[LA VIE COMME ÇA] Jean-Claude Brisseau, 1978

Brisseau avant Brisseau. On vous avait déjà dit qu’il fallait revoir Un jeu brutal (1982), faux thriller dément racontant le face-à-face entre un ogre et une diablesse handicapée, anticipant déjà tout ce qui suivra chez le réalisateur de Céline (1992) et De Bruit et de fureur (1988). Tout était déjà là, ou presque, dans La vie comme ça, ce téléfilm réalisé pour l’INA, et de ce fait, encore plus rare. À vrai dire, on imagine difficilement une telle chose diffusée à la télévision française, celle d’hier comme celle de maintenant. Le résultat va bien au-delà de la simple curiosité, se rapprochant plutôt de la fable visionnaire, dans ce qu’elle a de pire à raconter.

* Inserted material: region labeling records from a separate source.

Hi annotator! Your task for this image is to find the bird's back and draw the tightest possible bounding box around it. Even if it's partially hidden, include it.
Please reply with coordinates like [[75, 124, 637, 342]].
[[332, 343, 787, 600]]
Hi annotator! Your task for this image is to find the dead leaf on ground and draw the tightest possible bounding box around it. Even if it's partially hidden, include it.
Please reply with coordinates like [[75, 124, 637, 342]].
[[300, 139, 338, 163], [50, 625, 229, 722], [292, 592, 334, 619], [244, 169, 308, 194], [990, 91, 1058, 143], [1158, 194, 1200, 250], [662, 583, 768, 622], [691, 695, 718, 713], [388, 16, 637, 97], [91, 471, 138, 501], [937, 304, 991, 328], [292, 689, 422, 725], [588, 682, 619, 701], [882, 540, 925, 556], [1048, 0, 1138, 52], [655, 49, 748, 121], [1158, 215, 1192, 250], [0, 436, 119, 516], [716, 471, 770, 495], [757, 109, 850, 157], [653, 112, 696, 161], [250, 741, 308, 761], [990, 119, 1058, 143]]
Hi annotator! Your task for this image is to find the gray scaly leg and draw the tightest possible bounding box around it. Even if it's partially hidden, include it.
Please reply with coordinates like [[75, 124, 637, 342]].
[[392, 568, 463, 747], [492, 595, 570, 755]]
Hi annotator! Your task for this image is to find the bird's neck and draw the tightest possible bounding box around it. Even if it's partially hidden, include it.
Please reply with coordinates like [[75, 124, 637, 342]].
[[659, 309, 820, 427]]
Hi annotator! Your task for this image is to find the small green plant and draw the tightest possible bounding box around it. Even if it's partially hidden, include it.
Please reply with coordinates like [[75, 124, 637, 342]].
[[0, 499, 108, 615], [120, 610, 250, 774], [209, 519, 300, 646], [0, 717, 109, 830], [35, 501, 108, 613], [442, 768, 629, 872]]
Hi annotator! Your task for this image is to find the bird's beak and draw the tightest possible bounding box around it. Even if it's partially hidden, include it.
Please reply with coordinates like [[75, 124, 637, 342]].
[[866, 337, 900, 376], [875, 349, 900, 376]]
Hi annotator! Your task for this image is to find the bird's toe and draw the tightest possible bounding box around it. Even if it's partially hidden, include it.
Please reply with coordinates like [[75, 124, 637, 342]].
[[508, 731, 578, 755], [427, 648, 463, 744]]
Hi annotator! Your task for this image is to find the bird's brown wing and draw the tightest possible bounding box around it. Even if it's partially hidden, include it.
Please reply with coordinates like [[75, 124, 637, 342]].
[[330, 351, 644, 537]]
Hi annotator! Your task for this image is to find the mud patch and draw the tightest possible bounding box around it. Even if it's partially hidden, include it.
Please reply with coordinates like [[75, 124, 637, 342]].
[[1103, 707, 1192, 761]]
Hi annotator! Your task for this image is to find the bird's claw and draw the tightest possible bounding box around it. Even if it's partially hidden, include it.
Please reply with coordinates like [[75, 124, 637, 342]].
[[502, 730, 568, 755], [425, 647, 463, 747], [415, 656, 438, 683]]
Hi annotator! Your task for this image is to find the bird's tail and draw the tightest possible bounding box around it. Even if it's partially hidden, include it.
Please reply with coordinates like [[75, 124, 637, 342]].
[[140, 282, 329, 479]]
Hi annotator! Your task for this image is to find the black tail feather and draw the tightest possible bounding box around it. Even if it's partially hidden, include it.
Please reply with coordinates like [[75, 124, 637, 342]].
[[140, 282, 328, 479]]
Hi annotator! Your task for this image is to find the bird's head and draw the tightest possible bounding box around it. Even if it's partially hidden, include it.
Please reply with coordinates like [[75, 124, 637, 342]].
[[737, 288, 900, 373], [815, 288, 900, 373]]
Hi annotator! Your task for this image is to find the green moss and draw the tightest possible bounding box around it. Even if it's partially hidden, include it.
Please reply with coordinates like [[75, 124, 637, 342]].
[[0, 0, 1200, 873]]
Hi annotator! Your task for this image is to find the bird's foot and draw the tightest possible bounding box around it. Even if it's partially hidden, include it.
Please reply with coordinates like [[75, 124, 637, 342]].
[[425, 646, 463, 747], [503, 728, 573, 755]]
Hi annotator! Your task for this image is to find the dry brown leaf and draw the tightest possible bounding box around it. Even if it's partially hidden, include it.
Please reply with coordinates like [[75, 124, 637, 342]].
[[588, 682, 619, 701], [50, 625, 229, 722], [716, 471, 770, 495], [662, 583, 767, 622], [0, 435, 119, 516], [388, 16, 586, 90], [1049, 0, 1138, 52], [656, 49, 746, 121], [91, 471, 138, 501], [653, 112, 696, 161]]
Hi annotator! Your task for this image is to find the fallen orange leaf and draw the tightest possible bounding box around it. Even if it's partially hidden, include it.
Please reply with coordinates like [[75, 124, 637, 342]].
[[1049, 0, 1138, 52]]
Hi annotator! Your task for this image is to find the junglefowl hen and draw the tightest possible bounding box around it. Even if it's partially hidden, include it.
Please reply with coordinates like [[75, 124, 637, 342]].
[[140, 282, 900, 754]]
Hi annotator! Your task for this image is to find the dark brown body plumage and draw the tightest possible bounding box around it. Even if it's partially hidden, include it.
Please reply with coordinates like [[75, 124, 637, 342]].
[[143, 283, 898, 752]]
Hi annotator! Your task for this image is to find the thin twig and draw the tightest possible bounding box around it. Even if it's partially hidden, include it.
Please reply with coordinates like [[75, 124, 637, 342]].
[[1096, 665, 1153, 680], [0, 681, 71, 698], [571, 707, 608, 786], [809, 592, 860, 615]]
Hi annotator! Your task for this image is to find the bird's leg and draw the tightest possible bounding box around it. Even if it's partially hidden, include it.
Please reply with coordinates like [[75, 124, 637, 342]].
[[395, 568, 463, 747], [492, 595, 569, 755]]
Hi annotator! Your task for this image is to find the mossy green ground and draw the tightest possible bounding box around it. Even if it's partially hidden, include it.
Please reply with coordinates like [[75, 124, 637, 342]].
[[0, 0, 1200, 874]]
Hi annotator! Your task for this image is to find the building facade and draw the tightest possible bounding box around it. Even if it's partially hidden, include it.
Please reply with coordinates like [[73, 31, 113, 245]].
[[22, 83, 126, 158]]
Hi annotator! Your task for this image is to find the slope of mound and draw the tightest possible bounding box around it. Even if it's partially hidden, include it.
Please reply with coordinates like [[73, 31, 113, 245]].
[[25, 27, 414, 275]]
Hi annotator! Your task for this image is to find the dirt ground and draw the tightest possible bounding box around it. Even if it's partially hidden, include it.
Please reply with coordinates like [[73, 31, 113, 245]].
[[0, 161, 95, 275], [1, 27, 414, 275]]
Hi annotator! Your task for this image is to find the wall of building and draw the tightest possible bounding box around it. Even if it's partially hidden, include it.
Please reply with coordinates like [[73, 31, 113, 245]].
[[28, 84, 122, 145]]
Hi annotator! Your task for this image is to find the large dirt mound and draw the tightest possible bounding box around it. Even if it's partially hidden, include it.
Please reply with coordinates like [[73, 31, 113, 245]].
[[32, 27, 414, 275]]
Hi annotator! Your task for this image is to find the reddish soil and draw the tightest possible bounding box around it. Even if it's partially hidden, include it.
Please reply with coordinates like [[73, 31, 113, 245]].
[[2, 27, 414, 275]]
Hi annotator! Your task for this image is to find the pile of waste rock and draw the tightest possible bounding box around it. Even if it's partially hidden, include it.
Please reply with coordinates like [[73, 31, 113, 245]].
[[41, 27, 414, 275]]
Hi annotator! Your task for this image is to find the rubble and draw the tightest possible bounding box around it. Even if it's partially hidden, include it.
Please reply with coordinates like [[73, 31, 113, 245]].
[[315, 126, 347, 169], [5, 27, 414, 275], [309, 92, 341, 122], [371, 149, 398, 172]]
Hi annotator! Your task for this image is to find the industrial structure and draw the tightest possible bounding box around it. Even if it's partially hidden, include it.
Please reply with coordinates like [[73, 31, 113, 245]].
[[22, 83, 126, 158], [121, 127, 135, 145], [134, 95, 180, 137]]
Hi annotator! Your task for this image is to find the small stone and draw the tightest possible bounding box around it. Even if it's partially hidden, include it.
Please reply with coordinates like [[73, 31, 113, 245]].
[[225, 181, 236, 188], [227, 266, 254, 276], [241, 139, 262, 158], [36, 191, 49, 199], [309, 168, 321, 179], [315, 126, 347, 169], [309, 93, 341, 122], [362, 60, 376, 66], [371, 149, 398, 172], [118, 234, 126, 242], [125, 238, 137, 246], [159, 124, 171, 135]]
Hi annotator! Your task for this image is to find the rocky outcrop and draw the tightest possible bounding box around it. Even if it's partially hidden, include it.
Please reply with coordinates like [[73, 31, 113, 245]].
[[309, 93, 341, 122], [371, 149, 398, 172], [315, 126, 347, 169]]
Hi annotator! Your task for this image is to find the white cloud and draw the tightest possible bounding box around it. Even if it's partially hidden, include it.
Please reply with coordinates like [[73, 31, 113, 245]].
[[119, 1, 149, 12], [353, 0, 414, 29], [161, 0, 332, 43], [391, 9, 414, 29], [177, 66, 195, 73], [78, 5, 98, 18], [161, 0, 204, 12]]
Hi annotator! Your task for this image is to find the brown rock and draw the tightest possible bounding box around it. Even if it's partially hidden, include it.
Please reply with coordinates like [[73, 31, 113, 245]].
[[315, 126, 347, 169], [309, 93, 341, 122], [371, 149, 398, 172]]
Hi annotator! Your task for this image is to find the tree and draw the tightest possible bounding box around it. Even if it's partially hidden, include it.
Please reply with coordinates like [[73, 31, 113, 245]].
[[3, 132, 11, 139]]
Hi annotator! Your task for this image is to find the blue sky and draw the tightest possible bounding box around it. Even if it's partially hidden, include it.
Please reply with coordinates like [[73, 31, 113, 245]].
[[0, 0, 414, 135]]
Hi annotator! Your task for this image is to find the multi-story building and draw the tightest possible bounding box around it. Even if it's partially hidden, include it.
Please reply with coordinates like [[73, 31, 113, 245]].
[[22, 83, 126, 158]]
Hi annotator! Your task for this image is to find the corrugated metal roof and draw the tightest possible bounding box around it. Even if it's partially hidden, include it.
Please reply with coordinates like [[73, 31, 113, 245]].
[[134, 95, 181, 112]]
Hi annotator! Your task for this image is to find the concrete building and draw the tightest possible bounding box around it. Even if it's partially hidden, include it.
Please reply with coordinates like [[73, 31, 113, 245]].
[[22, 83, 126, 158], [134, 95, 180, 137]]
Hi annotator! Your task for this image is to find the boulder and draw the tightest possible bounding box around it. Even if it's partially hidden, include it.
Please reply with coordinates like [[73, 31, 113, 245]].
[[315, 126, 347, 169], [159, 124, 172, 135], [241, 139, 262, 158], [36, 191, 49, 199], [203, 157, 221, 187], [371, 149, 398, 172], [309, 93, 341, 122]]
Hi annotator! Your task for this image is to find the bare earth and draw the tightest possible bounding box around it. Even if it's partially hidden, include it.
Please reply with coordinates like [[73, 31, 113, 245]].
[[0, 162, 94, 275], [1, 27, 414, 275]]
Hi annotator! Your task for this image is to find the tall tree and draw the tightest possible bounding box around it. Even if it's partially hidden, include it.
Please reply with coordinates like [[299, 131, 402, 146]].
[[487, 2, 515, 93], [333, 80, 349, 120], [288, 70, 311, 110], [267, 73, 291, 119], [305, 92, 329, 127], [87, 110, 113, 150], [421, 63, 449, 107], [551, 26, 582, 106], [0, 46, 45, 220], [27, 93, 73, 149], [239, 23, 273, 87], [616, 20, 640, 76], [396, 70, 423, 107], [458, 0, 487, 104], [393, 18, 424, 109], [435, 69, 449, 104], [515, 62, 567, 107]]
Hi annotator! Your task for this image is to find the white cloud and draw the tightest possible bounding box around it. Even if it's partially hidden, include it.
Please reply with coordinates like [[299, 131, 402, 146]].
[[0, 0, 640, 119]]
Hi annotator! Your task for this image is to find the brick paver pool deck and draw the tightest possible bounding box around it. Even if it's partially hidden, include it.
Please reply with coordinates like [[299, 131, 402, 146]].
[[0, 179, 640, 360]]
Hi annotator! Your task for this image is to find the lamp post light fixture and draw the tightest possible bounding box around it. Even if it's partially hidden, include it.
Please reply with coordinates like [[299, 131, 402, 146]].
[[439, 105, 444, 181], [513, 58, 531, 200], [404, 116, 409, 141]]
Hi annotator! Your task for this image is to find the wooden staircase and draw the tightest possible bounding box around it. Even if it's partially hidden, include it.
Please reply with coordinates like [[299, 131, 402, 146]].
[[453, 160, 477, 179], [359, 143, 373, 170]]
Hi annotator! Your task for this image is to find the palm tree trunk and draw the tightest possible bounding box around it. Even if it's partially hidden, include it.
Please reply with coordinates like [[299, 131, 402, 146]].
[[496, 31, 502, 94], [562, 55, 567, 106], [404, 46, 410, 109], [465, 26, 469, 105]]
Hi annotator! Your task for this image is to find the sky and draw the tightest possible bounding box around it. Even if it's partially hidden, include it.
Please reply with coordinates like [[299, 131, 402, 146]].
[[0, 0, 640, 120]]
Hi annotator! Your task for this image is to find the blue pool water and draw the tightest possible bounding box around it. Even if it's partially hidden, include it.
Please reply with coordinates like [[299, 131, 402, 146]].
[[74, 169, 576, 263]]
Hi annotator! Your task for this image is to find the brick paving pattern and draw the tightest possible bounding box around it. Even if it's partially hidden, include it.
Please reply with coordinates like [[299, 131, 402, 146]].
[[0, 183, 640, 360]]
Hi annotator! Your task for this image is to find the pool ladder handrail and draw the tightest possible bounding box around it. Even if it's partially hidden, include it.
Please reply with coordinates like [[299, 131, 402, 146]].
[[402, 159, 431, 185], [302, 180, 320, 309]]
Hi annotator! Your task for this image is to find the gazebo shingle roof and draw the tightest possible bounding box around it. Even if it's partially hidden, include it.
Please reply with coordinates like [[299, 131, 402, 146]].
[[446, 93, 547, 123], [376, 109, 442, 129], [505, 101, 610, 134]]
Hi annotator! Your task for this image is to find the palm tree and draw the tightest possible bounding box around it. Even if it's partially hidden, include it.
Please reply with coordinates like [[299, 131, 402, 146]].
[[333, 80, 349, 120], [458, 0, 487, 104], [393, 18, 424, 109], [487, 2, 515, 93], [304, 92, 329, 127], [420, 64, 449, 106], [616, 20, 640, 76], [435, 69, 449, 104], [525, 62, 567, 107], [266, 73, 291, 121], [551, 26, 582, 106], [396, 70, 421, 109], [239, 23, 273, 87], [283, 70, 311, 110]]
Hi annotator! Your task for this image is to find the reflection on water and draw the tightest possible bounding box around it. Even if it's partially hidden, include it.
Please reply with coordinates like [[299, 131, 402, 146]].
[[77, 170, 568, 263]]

Future compagne, monteuse et muse de Brisseau, Lisa Heredia, rayonnante de calme, enfile la robe d’Agnés, une jeune fille quittant le lycée sur un coup de tête. Le travelling d’ouverture, fébrile, ramène d’ailleurs aux salles de classes agitées de De bruit et de fureur. Décidée à se lancer dans le grand bain de la vie, Agnes fait une pierre deux coups: elle s’installe avec sa meilleure amie, assez aisée, et s’en va bosser dans un petit service administratif. Sous l’égide des Films du Losange, Brisseau récupère quelques icônes Rohmeriennes telles que Marie Rivière, en coloc langoureuse, Rosette ou Pascale Ogier, ici en petite souris tapant des textes à l’orthographe incertaine: pratique. Et trompeur aussi. La vie comme ça, c’est le Rohmer d’une dimension parallèle, où la spontanéité et la technique fragile (prise de son direct, 16 mm, comédiens plus ou moins professionnels) s’accordent à un univers antinomique du réalisateur des Nuits de la pleine lune. Les grandes villes bétonnées ont écrasé la Bretagne solaire et l’insouciance a été foutue au cachot. On ne minaude plus, on souffre, on crève. Pas vraiment la priorité du cinéma français à l’époque, la banlieue parisienne devient le terreau d’un cauchemar bien réel. Les HLM de Bagnolet ont bien poussé et accueillent leurs locataires dans une atmosphère de chaos sourd: première séquence dans la cité, et déjà un corps explosé sur le bitume, une suicidée, la deuxième en sept mois nous dit-on. Les passants regardent, touchent, inspectent. «Oh, elle a rebondi comme une bille».

Comme dans De bruit et de fureur (et oui encore…), Brisseau observait déjà les banlieues laissées à leur propre sort: pétage de plomb, vieille dame égorgée dans les caves, combats de rue, macchabée retrouvé trop tard… La vie quotidienne scrutée comme un petit théâtre de la cruauté mais sans l’onirisme qui fera plus tard le cachet des grands films de Brisseau: il ne reste que la pourriture, le sang, comme si on avait dépouillé Le Locataire de Roman Polanski (1976), de ses oripeaux hallucinatoires et fantastiques. Le monde du travail lui, ne se porte pas mieux: dénonçant les agissements douteux de son supérieur, l’héroïne est mise au ban de l’entreprise. Même s’il décrit les employés comme autant d’archétypes fantasques, Brisseau évoque avec beaucoup de fermeté et sans manichéisme (les femmes sont parfois complémentaires des hommes dans l’ignominie et l’entraide masculine faisait déjà des ravages), le harcèlement moral et sexuel. Fort de café sans doute de la part d’un Brisseau, mais le propos, résonnant si fortement aujourd’hui, trouble autant par sa radicalité que son acuité.